To create a virtual environment within this head directory (cd climate-trace=metamodeling), run python -m venv venv. The second "venv" can be any name of your virtual environment. (I used ct_venv).

Run the following to activate virtual environment to use and disable to stop using:

  • nix (Mac OS, Linux): source venv/bin/activate
  • win (windows): venv\Scripts\activate.bat or venv\Scripts\activate.ps1 for powershell
  • deactivate will deactivate your virtual env

Once your environment is activated, run pip install --default-timeout=1000 -r requirements.txt. The increased default timeout is for pandas, since it is a large file and takes additional time to download.

Run pip install -e . to install local packages via setup.py.

Running

  • First, you will need to add your database credentials to the params.json file.
  • Next, you can run the main.py file to run all actions.

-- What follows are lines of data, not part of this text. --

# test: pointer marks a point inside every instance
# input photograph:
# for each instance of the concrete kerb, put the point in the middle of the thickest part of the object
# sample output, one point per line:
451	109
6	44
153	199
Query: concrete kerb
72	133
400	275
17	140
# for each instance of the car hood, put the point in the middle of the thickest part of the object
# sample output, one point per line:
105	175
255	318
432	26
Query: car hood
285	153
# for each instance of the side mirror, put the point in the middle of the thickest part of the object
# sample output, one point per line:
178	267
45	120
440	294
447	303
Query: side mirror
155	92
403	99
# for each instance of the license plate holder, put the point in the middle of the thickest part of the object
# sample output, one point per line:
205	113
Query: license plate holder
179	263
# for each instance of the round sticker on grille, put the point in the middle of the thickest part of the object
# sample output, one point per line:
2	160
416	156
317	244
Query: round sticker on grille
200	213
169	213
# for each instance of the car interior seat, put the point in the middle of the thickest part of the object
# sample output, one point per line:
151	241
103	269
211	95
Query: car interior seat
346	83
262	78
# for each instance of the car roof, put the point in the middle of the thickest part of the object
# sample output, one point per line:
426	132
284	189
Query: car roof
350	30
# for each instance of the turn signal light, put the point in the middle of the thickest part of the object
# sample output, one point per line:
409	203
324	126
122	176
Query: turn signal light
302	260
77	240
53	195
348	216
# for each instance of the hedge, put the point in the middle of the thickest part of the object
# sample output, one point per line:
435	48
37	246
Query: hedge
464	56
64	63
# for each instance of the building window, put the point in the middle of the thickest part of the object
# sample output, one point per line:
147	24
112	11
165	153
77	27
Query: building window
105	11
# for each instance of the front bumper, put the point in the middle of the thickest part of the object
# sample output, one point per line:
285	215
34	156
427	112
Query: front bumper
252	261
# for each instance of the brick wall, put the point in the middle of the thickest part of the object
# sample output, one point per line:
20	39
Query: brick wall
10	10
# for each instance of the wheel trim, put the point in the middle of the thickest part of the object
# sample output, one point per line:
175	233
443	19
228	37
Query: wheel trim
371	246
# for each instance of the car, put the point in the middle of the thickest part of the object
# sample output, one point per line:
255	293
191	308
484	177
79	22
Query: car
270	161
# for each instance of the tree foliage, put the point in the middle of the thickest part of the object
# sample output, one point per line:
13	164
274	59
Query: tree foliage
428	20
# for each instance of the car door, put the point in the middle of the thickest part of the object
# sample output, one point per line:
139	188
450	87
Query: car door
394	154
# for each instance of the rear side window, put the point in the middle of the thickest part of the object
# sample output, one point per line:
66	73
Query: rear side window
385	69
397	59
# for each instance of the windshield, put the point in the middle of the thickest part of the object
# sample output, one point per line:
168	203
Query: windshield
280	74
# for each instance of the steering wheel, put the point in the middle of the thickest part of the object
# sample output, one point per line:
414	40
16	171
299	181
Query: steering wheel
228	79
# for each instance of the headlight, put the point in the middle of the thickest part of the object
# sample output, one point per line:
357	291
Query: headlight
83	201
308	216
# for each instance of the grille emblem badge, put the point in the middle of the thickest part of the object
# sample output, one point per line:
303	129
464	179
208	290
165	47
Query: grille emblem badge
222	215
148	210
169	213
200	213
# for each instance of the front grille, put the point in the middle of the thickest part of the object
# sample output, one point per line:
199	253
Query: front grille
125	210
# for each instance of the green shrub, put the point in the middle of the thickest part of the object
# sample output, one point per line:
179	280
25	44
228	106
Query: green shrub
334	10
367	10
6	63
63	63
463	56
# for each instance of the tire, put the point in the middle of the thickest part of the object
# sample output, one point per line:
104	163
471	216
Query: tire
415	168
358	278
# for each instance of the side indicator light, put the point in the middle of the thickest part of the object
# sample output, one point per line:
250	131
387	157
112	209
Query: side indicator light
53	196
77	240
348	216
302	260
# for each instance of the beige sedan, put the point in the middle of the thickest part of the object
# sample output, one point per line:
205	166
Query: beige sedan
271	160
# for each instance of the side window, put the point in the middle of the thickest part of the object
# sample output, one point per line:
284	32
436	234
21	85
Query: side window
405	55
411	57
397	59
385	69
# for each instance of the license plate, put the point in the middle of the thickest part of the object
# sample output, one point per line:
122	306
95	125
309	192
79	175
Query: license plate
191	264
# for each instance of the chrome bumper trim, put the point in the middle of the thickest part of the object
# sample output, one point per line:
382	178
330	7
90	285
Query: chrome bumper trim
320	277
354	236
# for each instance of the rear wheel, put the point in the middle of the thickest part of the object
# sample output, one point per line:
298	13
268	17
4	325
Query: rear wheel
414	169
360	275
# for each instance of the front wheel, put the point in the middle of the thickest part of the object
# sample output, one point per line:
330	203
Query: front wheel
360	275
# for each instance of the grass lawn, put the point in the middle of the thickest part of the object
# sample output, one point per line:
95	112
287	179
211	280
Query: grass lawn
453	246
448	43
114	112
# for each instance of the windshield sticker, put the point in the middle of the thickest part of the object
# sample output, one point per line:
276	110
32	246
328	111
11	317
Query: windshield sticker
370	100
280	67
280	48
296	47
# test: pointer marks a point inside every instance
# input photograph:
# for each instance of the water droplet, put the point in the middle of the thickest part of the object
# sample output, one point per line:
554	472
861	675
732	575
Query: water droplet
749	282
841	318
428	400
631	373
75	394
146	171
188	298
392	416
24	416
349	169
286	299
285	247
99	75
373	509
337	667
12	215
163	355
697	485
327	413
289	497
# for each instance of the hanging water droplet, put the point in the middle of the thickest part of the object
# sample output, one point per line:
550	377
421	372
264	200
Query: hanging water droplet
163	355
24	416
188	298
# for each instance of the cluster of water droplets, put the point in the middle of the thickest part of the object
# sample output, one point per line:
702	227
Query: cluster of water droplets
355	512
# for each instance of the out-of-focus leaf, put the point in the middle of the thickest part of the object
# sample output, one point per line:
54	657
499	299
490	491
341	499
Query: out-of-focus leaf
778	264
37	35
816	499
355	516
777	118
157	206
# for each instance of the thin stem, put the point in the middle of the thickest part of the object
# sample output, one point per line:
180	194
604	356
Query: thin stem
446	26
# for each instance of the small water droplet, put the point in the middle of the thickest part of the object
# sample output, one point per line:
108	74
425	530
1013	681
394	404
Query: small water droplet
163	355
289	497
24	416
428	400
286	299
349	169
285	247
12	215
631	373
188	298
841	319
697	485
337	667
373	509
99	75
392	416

This will:
    • Load Climate TRACE and EDGAR data
    • Project EDGAR data forward in time
      • Write that projected data to the database
    • Load the projected data and fill Climate TRACE gaps with both EDGAR and EDGAR-projected
    • Write the filled data to the database

Testing

We use the pytest library for unit testing the functionality. Simply run pytest tests from the head directory to run all tests in the folder.

Summary of logic used

Gap filling

Gap filling value interpretation (contained in the data_cleaning function of fill_gaps.py)

  • If the output of the gap filled value is very negative (less than -2), change the value to NaN

  • If the value is slightly negative (between -2 and 0), change the value to 0

Complete CT dataset generation (contained in the add_all_gas_rows function of utils.py)

  • For every country, every sector, we initialize rows with a value of zero in the gapfilling code for: co2, ch4, nh4, co2e_20yr, co2e_100yr

Interpretation of 0 vs nan

  • If the value is nan, this means that we expect there to be data for the particular observation but none was given. If the value is zero, it means there are no emissions for that observation, which includes when there are no emissions possible. For example, a particular sector may not emit a certain gas.

Projection

When to use regression

  • Sectors designated to use regression are defined in the __init__ function of the ProjectData class
  • Regression is used when the following are both true:
    • The sector is part of the designated sector list
    • There are 4 or more available data points within the 6 year training window (no more than 2 NaNs)

When to use forward fill

  • Forward filling (using the most recent year of data and repeating that value for future years) is used when either ..
    • The sector is part of the designated regression sector list AND there are less than 4 available data points within the 6 year training window (more than 2 NaNs)
      • The sector is not part of the designated regression sector list

CEDS-derived country-level estimates for new sectors

  • ceds_derived_sectors.py can be run to quantify country-level estimates calculated using a combination of existing CEDS, EDGAR and Climate-TRACE data in the country_emissions_staging table. Functions insert derivations to same table. These new sectors are needed for 2024 gap filling equations.